Dossier : Libérer des espaces - (…)

Libérer des espaces : résister, créer, militer

Ça va pas se PASCer comme ça !

Né de la rencontre d’activistes lors des mobilisations continentales contre les accords de libre-échange, le Projet Accompagnement Solidarité Colombie s’est donné comme mission d’articuler une solidarité directe entre le Nord et le Sud, dans l’optique de mettre en pratique les principes
libertaires en faisant vivre les idées anti capitalistes dans des relations durables entre mouvements de résistance, allant ainsi au-delà de la solidarité internationale et de l’aide humanitaire.

En 2003, le PASC s’est formé suite à la rencontre entre des militantes libertaires et des communautés métisses et afro-descendantes colombiennes désirant retourner sur leurs territoires ancestraux d’où l’armée et les paramilitaires les avaient déplacées afin d’initier un méga projet agro-industriel de palme africaine. En Colombie, pays craint et peint aux couleurs de la guerre, où il n’existe dans l’imaginaire collectif que guérilla et trafic de drogue, nous avons découvert un mouvement social riche mais perpétuellement menacé, un pays où de nombreuses entreprises canadiennes ont des intérêts économiques [1], bref, un endroit où confronter le Canada dans ses postures coloniales.

Le rôle du Canada dans le néo colonialisme

Contrairement à une idée fort répandue, les États-Unis ne sont pas le seul empire néocolonial de ce monde. Le mythe selon lequel le Canada joue un rôle pacifiste et humanitaire occulte le fait que les entreprises canadiennes sont activement soutenues par divers organismes étatiques (dont l’Agence canadienne de développement international – ACDI et Exportation et développement Canada – EDC), dans cette dynamique mondiale qui relègue les pays dits en développement dans un rôle de pourvoyeurs de ressources naturelles. L’État canadien a des intérêts en Colombie et ceux-ci se manifestent notamment par l’acord de libre-échange négocié entre les deux pays, qui n’attend qu’une ratification du parlement pour être mis en oeuvre [2].

Cette réalité entraîne le vol des territoires des communautés locales par l’État et ses alliés, afin de permettre l’exploitation des ressources, et la répression des mouvements sociaux. Ce néo-colonialisme ambiant nous révolte, d’autant plus qu’en tant que citoyenNEs canadienNEs, nous profitons des privilèges qui y sont associés.

Sortir de la relation d’aide, instaurer un statut d’allié : La solidarité directe

Notre vision de la solidarité tire ses racines d’une critique du développement et d’une tradition historique d’internationalisme politique, dont l’expression la plus forte aura été les brigades internationales durant la guerre d’Espagne. L’aide humanitaire et la solidarité internationale, telles que pratiquées par la majorité des organisations internationales, gouvernementales ou non, participe en effet du néo-colonialisme ambiant, en perpétuant la dissymétrie de pouvoir entre le Nord et le Sud et en promouvant le développement et son idéologie de croissance économique. Pour recevoir des appuis, il faut se plier à l’agenda du Nord, à ses initiatives et objectifs ; et fréquemment, les projets finissent par profiter plus aux entreprises étrangères qu’à la population locale.

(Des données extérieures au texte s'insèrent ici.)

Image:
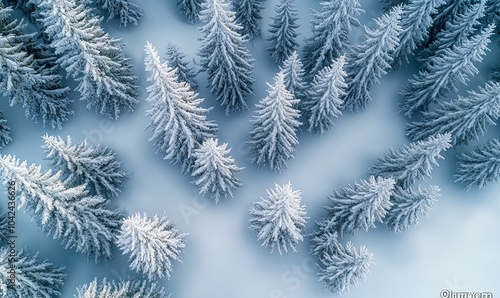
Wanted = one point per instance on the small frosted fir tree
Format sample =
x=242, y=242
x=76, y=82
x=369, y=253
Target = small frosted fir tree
x=416, y=19
x=177, y=60
x=371, y=59
x=408, y=205
x=105, y=78
x=279, y=219
x=293, y=69
x=345, y=268
x=325, y=97
x=480, y=166
x=359, y=206
x=438, y=76
x=283, y=31
x=81, y=163
x=152, y=244
x=247, y=15
x=27, y=80
x=214, y=170
x=274, y=136
x=179, y=124
x=191, y=9
x=413, y=162
x=465, y=118
x=123, y=289
x=66, y=213
x=223, y=56
x=5, y=137
x=330, y=31
x=32, y=277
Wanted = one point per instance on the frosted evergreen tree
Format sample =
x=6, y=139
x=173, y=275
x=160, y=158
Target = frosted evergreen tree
x=66, y=213
x=33, y=278
x=480, y=166
x=178, y=121
x=359, y=206
x=105, y=78
x=345, y=268
x=214, y=170
x=408, y=205
x=371, y=59
x=123, y=289
x=325, y=96
x=177, y=60
x=412, y=162
x=283, y=31
x=279, y=219
x=465, y=118
x=416, y=19
x=152, y=244
x=81, y=163
x=5, y=137
x=293, y=69
x=274, y=134
x=27, y=81
x=330, y=30
x=437, y=78
x=458, y=30
x=224, y=58
x=191, y=9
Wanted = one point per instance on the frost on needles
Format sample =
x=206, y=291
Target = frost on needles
x=178, y=121
x=152, y=243
x=81, y=163
x=279, y=219
x=69, y=214
x=224, y=57
x=33, y=278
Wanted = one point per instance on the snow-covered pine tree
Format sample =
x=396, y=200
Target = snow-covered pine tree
x=82, y=163
x=5, y=137
x=33, y=278
x=416, y=19
x=247, y=15
x=152, y=244
x=480, y=166
x=126, y=11
x=412, y=162
x=283, y=30
x=27, y=81
x=214, y=170
x=408, y=205
x=345, y=268
x=465, y=118
x=358, y=206
x=123, y=289
x=224, y=57
x=438, y=76
x=179, y=123
x=371, y=59
x=66, y=213
x=279, y=219
x=105, y=76
x=325, y=97
x=274, y=135
x=456, y=31
x=293, y=69
x=177, y=60
x=330, y=30
x=191, y=9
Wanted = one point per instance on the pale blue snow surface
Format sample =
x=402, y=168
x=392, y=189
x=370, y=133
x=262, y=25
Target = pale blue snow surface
x=455, y=248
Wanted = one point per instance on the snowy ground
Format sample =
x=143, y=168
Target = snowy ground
x=456, y=248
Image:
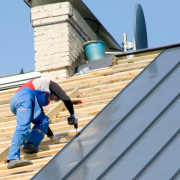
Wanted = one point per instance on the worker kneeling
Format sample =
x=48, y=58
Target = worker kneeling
x=25, y=104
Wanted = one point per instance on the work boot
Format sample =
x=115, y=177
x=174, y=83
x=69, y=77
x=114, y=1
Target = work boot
x=29, y=148
x=18, y=163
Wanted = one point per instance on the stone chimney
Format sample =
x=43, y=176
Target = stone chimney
x=58, y=39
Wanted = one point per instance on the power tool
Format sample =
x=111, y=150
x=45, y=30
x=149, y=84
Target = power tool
x=72, y=121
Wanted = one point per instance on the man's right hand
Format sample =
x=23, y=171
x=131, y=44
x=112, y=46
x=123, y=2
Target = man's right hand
x=73, y=119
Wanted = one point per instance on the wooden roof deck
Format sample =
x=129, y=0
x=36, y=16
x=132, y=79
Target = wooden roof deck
x=96, y=90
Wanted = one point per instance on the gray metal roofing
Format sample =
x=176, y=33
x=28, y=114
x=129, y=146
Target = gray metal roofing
x=89, y=18
x=136, y=136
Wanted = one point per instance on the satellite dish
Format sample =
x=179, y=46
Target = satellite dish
x=140, y=32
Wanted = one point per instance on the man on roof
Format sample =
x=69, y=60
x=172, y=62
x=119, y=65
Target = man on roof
x=27, y=104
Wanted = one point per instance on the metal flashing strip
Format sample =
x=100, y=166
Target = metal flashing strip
x=156, y=155
x=119, y=123
x=175, y=175
x=138, y=138
x=148, y=49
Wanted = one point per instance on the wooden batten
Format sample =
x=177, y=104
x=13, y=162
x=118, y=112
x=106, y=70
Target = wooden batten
x=95, y=89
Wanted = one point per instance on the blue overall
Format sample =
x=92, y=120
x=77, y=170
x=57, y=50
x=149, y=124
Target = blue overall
x=25, y=104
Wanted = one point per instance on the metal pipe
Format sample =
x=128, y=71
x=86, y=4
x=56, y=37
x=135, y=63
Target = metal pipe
x=125, y=41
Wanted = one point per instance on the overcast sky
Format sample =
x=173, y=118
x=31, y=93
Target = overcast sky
x=17, y=37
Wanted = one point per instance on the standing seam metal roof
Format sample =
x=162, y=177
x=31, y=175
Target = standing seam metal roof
x=136, y=136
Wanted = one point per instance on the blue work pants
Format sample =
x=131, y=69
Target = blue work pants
x=22, y=105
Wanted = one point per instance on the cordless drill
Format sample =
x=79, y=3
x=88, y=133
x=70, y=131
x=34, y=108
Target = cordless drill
x=73, y=120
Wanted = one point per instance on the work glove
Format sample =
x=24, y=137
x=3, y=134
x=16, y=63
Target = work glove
x=73, y=119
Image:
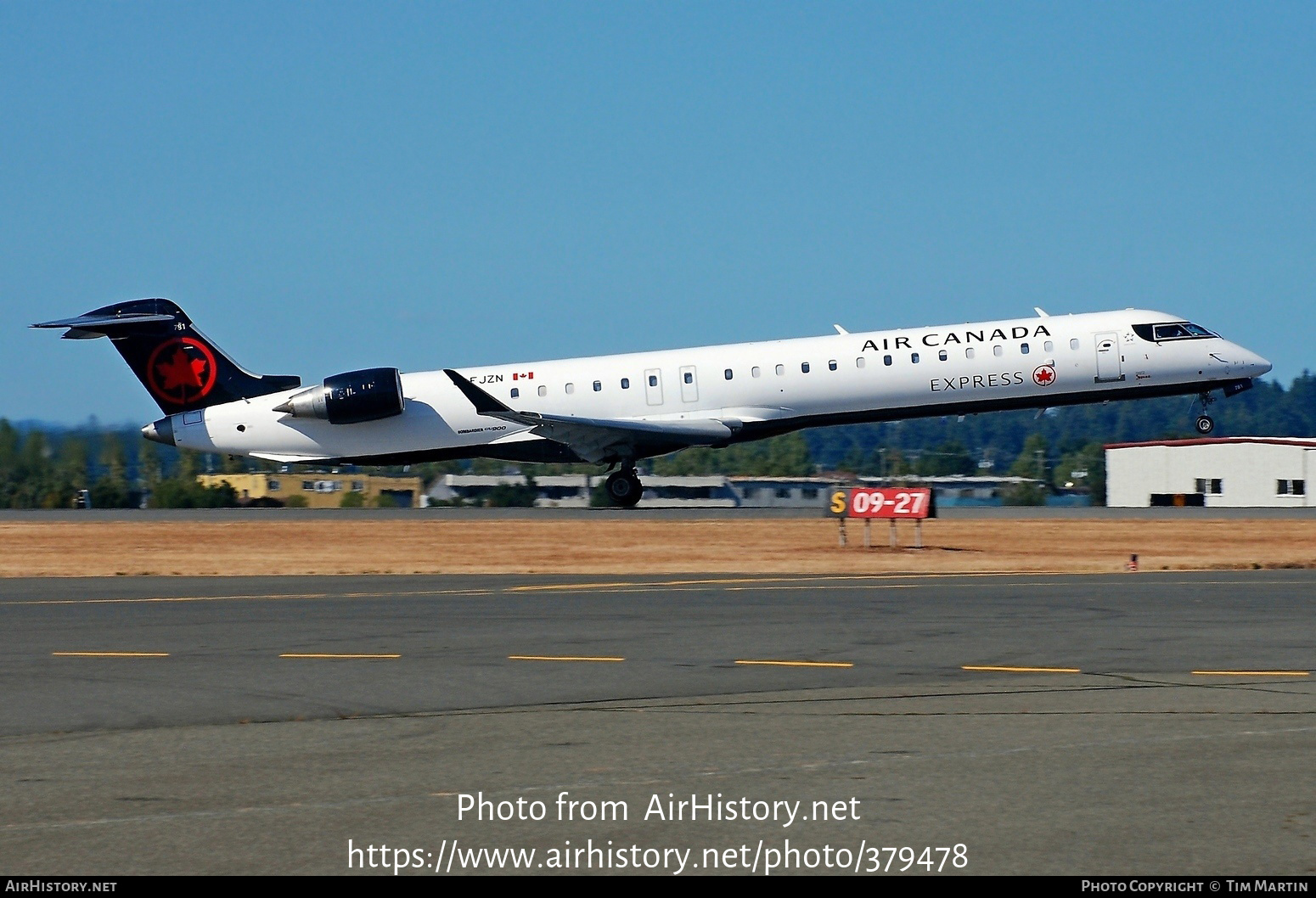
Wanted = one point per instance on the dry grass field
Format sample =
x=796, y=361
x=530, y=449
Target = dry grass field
x=638, y=547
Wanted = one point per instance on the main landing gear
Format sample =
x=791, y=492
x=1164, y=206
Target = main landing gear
x=1206, y=424
x=624, y=486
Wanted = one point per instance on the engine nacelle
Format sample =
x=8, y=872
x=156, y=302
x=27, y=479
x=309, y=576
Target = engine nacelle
x=349, y=399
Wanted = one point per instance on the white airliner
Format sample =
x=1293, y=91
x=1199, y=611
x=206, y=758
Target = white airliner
x=617, y=409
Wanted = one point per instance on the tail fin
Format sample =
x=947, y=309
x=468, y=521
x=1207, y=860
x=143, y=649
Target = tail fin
x=178, y=366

En rupture avec ce paradigme, le PASC a décidé de mettre de l’avant une posture de solidarité directe, dont l’objectif est d’appuyer les initiatives politiques des mouvements alliés et de s’attaquer aux racines des situations de pauvreté et d’oppression. En tenant compte de nos avantages (richesse, éducation, passeport,...) et de notre accès privilégié aux centres de pouvoir et à l’information, nous tentons de transférer ces mêmes avantages à des mouvements de résistance colombiens. Ici, via Internet et ses publications et lors d’événements publics, le PASC diffuse l’information occultée par les grands médias concernant les processus de résistance colombiens et la violation systématique des droits humains. En Colombie, la présence « internationale » diminue la répression et permet à ces mouvements de gagner un peu d’air pour continuer à résister.

Nos pratiques nécessitent une constante remise en question dans le but d’éviter de reproduire des dynamiques d’oppression dans notre travail de solidarité. La situation ne s’améliore guère et les défenseurEs des droits humains vivent actuellement une recrudescence de menaces et de la diffamation [3]. Nos efforts communs permettront peut-être de mettre un frein à l’impunité : joignez-vous à notre réseau !


[1Par exemple, la compagnie Enbridge possède 25% du pipeline Ocensa (qui assure 60 % du transport du pétrole en Colombie).

[2Pour en savoir plus sur les actions à prendre, voir www.pasc.ca

[3Ce fut le cas du PASC, de PBI et de nos alliés colombiens à la fin de l’année 2009.